One of the things that I love about being in Palm Springs for the Rabbis convention is the wonderful sense of community. Even though we often don’t see one another for months at a stretch or even years at a stretch, there is an immediate kinship and friendship that happens. The PARR conference is known for that warmth and collegiality; for the spirit of support and laughter. It is a bit of utopia in an isolating world.
Would that we all had that kind of unique community. I feel blessed that I can experience it among my colleagues at least once a year in the desert.
A synagogue strives to be that kind of community. A place where you can be yourself and be welcomed no matter what. There are lots of criticism of the role of the synagogue in contemporary society. Some of it good and some of it uncalled for. Many thought leaders in the Jewish world want to sing of its demise and several want to dance on its grave. But I think these “celebrations” are premature. The synagogue is the best hope to create sacred community. Even as the independent minyanim arise, and the millennial gather to form their own communities rejecting traditional synagogue institutions–they can call it what they want, but these kehillot, these communities are the synagogues of their day.
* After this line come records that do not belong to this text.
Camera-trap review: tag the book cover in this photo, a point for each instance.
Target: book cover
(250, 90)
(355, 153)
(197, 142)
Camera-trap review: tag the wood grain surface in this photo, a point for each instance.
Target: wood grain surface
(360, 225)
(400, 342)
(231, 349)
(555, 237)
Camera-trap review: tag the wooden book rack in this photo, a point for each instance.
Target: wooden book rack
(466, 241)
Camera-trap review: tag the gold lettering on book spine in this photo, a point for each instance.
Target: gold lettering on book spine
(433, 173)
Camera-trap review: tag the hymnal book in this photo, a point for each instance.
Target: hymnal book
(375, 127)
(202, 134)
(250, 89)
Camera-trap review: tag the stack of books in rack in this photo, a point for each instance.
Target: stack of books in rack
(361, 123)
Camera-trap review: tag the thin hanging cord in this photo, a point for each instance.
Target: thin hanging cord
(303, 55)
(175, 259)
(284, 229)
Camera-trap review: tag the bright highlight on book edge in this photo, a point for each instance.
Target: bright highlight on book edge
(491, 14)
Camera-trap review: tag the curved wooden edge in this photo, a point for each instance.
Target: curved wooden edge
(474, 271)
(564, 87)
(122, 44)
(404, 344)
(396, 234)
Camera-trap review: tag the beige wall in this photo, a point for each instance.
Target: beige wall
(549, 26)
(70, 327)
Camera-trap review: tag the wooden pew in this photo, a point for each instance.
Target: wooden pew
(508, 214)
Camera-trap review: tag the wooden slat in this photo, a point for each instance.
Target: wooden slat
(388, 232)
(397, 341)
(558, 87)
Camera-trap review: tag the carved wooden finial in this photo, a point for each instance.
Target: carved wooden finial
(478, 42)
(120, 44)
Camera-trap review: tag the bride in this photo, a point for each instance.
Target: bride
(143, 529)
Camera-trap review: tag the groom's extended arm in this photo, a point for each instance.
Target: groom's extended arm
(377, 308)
I try to have that be the unwritten rule in our own congregation. A place to just be from the world. A place to grow and learn and heal. A place to reflect and to gather together to make change in the universe and ourselves. But it is always a work in process. As it should be. As we all are.
The important value is community. A place you can grow and change and be supported. I am blessed to have that space with my rabbinic friends and in my own congregation.